We had a perfectly good room that we never used in our house when I was growing up in Kinsale, a ‘Good Room’ that we called the sitting room. My parents decided this was a ridiculous state of affairs, so they put an extension on it. So now we had an even bigger, perfectly good room that we never used. Except, that was, for Christmas.
Every year on Christmas Eve, we’d de-camp into this sitting room. The tree would be there, the telly moved in, the sofa turned around, the fire cleaned and ready for action. Between Christmas Eve and New Year’s Eve, I’d spend about 80% of my indoors time in that room. I remember playing Connect 4 with my sisters, eating Scots Clan, watching black and white World War 2 movies at 11 in the morning, Tanora, Tayto, another World War 2 Movie around 3, BBC Radio 2 on the long wave radio on Stephen’s Day to keep in touch with Man United, getting third-degree burns off the fire but not caring because of all the Tayto, Tanora and Scots Clan.
But mainly I remember going in there Christmas morning around 4am to check out if Santa had come and gone. He had. Myself and my sister would spread out around the enlarged sitting room and play with our toys. I remember my parents would never get up with us at 4am, probably because it was the 1970s and parents didn’t fuss about their kids as much.
The Good Room is a joke now in Ireland, ever since David McWilliams made what seems like an entire TV series about it. But our Good Room was magic. We’d close the door on it in early January every year and say goodbye for another 11 months. That room was our Christmas.
I am the oldest of five siblings. Anyone growing up in a large family will know the extra pleasure you got, as a child, at being allowed to stay up later than the others, it felt special and very grown-up. For a few evenings in the run-up to Christmas every year I was allowed to do just that.

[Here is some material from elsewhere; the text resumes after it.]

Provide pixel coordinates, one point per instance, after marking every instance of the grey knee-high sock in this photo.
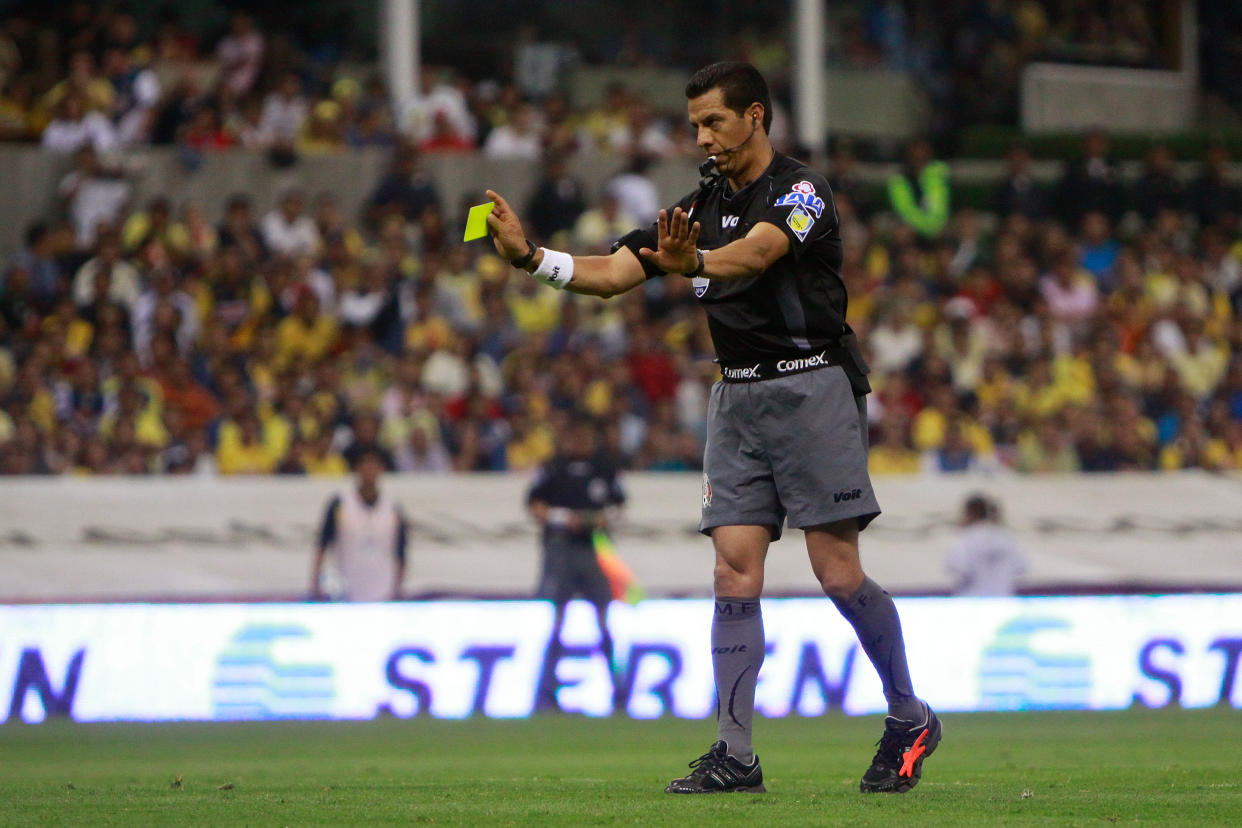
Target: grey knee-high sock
(873, 616)
(737, 654)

Myself and my father would make Christmas Sweets. This entailed me looking through cookbooks in the days before, finding old recipes for bright and colourful mini treats. Sometimes we would simply make clutters of nuts and dried fruit in chocolate, dropped into a sheet of baking parchment, or some peppermint fondants half dipped in dark chocolate. We also made coconut iced pyramids with a drop of cochineal to make them a dusty pink. One year we made fudge and had to wait for what felt like ages for the bubbling sugar to reach the correct temperature on our newly bought sugar thermometer. One year we attempted Turkish Delight, even after what felt like a mountain of gelatine it did not quite set and was not as tasty as the wonderfully perfumed Hadji beys we got in the English Market. After the sweet making sessions came to an end, we would box the treats up and give them as Christmas gifts. I remember nervously bringing a box into my teacher, worried that my handmade box looked childish and the magic of sweet making faded as I handed the teacher my offering. She declared "how domesticated". I sat squirming in my chair for the rest of the school day until I could get home to my mother and ask what domesticated meant. To this day I am still unsure if it was a compliment or not.